Darüber hinaus hat das Verwaltungsgericht nicht gegen § 86 Abs. 1 VwGO verstoßen. Sind – wie hier – keine förmlichen Beweisanträge gestellt worden, so bestimmt das Gericht den Umfang seiner Aufklärung nach seinem pflichtgemäßen Ermessen. Die Grenzen dieses Ermessens überschreitet es dabei nur, wenn es eine Ermittlung unterlässt, die sich nach den Umständen des Falles von seinem Rechtsstandpunkt aus aufdrängen musste, d.h. wenn die bisherigen Tatsachenfeststellungen seine Entscheidung noch nicht sicher tragen (BayVGH, B.v. 14.10.2015 – 5 ZB 15.804 – juris Rn. 21 m.w.N.). Nach diesen Maßstäben musste es sich dem Verwaltungsgericht nicht aufdrängen, in eine Beweiserhebung durch Einholung eines medizinischen Sachverständigengutachtens einzutreten. Denn für das Gericht reichten die tatsächlichen Anhaltspunkte (Vortrag der Klägerin, Attest Dr. med. R. B. v. 3.3.2009; Stellungnahme der Frühförderung Kinderhilfe v. 2.3.2009) nicht aus, um das Vorliegen der Anspruchsvoraussetzung „nicht zumutbar“, wofür die Klägerin im Übrigen beweispflichtig ist, weiter aufklären zu müssen.
b) Die Berufung ist auch nicht wegen einer Verletzung des Anspruchs auf rechtliches Gehör zuzulassen (Art. 103 Abs. 1 GG). Unabhängig davon, ob die Klägerin insoweit ihren Darlegungsverpflichtungen nachkommt, greift hier die Rüge, das Verwaltungsgericht habe gegen die ihm nach § 86 Abs. 3 VwGO obliegende Hinweispflicht verstoßen und damit zugleich eine mit dem Anspruch auf rechtliches Gehör nicht zu vereinbarende Überraschungsentscheidung getroffen, nicht durch. Das Gericht war nicht verpflichtet, die durch einen Rechtsanwalt vertretene Klägerin in alle denkbaren materiell-rechtlichen Richtungen zu beraten und ihr damit das Risiko abzunehmen, die Tatbestandsvoraussetzungen ihrer anspruchsbegründenden Norm ausreichend darzulegen und nachzuweisen (Schübel-Pfister in Eyermann, VwGO, § 86 Rn. 85 f.) Es darf grundsätzlich davon ausgehen, dass ein Rechtsanwalt mit der Sach- und Rechtslage hinreichend vertraut ist (BayVGH, B.v. 4.2.3016 – 4 ZB 15.2506 – juris Rn. 20).

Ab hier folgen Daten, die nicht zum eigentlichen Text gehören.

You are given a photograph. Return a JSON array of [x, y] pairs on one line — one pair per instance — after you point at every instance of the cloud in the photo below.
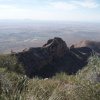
[[86, 4], [74, 4], [63, 5]]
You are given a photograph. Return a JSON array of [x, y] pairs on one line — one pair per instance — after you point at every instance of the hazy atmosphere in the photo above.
[[67, 10]]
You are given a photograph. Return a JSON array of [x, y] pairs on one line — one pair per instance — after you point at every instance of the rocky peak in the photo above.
[[56, 47]]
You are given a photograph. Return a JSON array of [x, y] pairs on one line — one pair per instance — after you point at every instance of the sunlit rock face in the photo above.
[[54, 57], [56, 47]]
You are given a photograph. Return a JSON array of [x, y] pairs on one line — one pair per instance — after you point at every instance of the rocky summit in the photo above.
[[52, 58]]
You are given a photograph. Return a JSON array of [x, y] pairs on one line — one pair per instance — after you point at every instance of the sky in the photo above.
[[60, 10]]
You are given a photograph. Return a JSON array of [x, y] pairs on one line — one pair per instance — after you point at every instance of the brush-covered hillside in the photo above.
[[51, 72]]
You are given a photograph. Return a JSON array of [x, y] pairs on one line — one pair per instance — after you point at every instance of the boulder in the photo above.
[[56, 47]]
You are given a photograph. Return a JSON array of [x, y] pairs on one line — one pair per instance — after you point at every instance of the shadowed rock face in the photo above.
[[52, 58]]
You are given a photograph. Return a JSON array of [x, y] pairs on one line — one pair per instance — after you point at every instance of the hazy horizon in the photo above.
[[18, 35], [51, 10]]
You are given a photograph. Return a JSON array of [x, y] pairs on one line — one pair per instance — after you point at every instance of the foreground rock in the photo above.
[[52, 58]]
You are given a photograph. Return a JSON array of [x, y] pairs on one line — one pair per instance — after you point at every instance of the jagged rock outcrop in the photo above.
[[56, 47], [52, 58]]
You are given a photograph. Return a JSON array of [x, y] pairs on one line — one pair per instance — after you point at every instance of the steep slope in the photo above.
[[53, 57]]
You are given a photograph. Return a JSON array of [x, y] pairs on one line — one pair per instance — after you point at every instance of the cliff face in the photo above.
[[53, 57]]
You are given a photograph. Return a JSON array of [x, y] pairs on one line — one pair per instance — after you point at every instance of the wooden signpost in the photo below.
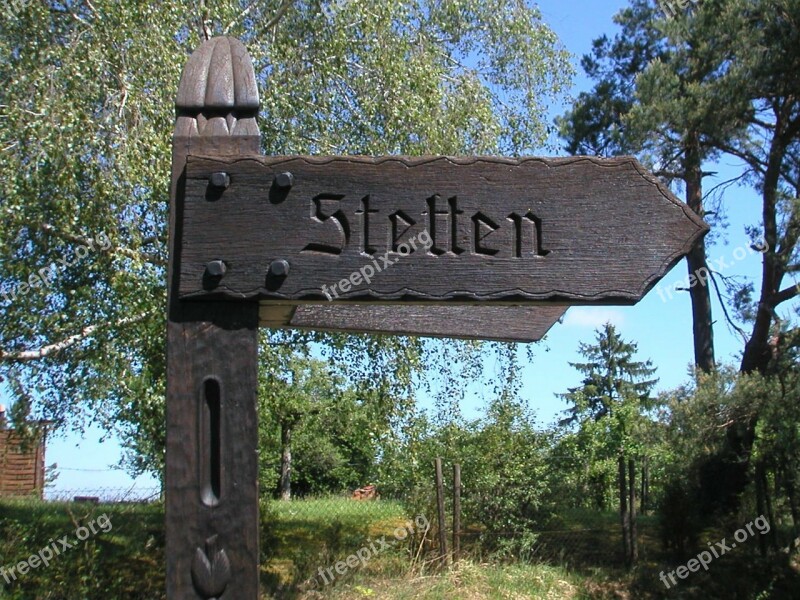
[[482, 247]]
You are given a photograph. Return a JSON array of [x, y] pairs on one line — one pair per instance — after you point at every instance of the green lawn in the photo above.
[[304, 538]]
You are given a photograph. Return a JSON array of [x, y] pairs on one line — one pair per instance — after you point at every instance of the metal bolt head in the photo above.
[[220, 180], [284, 180], [279, 268], [216, 268]]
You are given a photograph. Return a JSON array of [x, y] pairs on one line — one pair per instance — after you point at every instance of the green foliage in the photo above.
[[86, 111], [127, 561]]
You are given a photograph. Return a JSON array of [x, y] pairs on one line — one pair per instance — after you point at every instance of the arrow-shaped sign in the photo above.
[[580, 230]]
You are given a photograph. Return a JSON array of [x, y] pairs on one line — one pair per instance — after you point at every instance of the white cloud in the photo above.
[[592, 317]]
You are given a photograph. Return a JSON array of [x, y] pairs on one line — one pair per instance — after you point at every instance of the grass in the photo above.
[[576, 559]]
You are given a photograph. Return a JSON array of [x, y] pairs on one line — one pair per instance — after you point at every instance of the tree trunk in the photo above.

5. Lediglich zur Klarstellung weist der Senat darauf hin, dass die Kostenentscheidung im Widerspruchsbescheid vom 27. April 2017 nicht zu beanstanden ist. Sie beruht auf Art. 80 Abs. 1 Satz 2 BayVwVfG. Die Höhe der Gebührenbemessung beruht auf Art. 9 Abs. 1 Satz 4 Kostengesetz. Dieser gibt einen Rahmen von bis zu 5.000 Euro vor. Vor diesem Hintergrund ist eine Gebührenfestsetzung in Höhe von 60 Euro für das Widerspruchsverfahren angemessen.

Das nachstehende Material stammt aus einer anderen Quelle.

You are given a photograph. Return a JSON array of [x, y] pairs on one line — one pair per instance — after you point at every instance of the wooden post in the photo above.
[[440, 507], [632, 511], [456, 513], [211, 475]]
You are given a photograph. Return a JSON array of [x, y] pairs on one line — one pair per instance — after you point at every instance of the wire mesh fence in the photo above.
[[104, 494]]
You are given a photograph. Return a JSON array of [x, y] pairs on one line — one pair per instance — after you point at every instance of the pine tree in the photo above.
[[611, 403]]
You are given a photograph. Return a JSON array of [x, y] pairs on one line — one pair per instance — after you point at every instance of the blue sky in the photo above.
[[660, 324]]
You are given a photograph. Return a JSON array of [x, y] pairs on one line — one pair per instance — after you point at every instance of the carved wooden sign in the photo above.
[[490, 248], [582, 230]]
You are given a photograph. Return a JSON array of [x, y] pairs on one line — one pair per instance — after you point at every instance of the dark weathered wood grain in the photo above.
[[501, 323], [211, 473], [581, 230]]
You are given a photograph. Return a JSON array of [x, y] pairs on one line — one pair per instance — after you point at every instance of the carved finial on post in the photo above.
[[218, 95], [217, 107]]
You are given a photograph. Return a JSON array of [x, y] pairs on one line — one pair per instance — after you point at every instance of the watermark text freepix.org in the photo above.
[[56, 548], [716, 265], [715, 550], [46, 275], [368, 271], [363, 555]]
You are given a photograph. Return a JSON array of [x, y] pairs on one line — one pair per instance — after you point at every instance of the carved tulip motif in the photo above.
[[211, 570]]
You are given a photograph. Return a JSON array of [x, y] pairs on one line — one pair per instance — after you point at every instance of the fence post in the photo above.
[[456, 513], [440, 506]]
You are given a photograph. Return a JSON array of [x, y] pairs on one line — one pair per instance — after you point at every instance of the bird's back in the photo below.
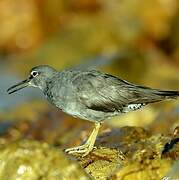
[[93, 95]]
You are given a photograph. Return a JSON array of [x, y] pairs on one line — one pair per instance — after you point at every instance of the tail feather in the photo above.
[[167, 94]]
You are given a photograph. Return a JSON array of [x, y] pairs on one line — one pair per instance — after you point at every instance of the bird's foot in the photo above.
[[84, 149]]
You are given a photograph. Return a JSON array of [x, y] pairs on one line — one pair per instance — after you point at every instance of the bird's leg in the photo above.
[[88, 146]]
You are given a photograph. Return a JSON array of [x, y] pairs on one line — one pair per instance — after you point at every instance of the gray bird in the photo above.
[[90, 95]]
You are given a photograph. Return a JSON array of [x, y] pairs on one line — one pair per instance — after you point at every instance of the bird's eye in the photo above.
[[34, 73]]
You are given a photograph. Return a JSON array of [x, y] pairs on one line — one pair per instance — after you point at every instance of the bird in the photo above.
[[90, 95]]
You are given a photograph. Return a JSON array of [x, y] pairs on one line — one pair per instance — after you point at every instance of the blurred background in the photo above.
[[133, 39]]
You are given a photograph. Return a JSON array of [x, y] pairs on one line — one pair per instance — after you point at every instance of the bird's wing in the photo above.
[[104, 92]]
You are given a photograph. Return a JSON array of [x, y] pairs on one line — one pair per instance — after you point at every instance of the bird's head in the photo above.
[[38, 77]]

6. Die Kostenentscheidung beruht auf § 154 Abs. 2 VwGO. Die Streitwertfestsetzung ergibt sich aus § 47 Abs. 3, § 52 Abs. 3 Satz 1 GKG und entspricht der Streitwertfestsetzung im erstinstanzlichen Verfahren.
Dieser Beschluss ist unanfechtbar (§ 152 Abs. 1 VwGO).